Here are a few tips to maintain optimum sleep.
- Establish a sleep routine. Set times when to go to bed and when to wake up, including the weekends. This allows the body to establish a reliable sleep pattern.
- Stay focused on your sleep routine. Try to only use the bedroom for sleep and bedroom activities, rather than watching TV and gaming. Every so often it should be okay, but the more distractions lead to longer periods before the body falls asleep.
- Get comfortable in your bedroom. Keep the room dark, quiet and at a comfortable temperature for sleeping.
- Don’t eat big meals before going to bed.
- Practice a relaxing bedtime ritual. For some, it may be reading a book, doing a light exercise, meditation..etc. This may help separate sleep time from activities that can cause excitement right before falling asleep.
Related Article: 6 Ways to Increase Testosterone Levels from Low Testosterone Causes
Other Related Causes of Low Testosterone
There are many other causes that can lead to low testosterone and sleep, including sexual drive, erectile dysfunction and lack of motivation for exercise. However, low testosterone can also be the blame for decreased muscle mass, depression, anxiety, baldness and problems with focus.
Aging is often the biggest reason for testosterone productions to drop. At age 30, men will notice a gradual decrease. By 40, these men may begin to note sleeping problems. Then at age 50, they join the majority of those who suffer from normal sleep disturbances, erectile dysfunction, and decreased energy levels.

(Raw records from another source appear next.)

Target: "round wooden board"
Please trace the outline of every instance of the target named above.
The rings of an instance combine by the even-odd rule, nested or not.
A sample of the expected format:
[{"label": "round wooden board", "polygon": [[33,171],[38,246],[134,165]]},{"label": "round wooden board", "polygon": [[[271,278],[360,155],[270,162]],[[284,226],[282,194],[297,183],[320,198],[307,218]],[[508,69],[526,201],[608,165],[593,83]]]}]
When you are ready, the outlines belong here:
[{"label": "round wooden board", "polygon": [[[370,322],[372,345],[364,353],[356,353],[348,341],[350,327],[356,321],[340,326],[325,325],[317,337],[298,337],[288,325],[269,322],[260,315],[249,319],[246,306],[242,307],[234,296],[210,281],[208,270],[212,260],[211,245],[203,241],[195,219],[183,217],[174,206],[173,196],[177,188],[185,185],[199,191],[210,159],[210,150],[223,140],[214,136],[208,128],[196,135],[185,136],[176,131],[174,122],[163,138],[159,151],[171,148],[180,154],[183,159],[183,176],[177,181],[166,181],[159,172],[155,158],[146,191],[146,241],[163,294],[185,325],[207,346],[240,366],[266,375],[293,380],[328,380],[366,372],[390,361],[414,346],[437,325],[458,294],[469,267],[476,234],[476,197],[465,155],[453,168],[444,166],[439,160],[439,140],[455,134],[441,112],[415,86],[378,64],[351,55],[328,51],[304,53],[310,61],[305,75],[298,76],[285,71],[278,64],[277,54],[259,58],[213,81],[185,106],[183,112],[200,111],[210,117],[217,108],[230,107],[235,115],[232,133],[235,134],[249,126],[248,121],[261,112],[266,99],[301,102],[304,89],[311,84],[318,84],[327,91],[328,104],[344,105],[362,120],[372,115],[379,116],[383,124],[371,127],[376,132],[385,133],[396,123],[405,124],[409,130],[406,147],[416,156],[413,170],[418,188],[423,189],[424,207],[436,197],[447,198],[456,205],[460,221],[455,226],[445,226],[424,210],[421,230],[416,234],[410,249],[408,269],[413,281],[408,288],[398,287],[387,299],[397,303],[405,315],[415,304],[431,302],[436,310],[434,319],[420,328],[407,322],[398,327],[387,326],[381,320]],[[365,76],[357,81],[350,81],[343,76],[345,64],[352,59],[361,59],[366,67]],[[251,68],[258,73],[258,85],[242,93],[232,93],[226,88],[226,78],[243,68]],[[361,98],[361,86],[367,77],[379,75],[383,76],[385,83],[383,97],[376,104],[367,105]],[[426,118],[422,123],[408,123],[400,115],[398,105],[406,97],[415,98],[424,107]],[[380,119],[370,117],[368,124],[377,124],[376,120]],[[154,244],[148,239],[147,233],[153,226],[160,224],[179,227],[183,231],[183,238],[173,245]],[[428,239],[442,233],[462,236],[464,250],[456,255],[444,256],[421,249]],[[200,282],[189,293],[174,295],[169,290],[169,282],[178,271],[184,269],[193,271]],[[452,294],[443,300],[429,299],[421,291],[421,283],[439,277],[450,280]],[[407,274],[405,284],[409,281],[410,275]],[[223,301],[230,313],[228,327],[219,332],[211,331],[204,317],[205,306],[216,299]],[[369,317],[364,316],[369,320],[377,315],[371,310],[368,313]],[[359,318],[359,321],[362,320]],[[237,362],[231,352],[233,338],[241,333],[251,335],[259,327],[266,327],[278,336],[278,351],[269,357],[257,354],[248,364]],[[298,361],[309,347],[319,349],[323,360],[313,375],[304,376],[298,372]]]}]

The fact of the matter is there are many related causes and problems that can lead to low testosterone and sleep. Understanding the causes can help those prepare themselves to get the body ready to not just sit by and let it happen.
However, we understand that those who suffer from low testosterone may have tried everything they can to no success. For those, we recommend seeing a physician that can help determine what the correct diagnosis to provide the best treatment for them.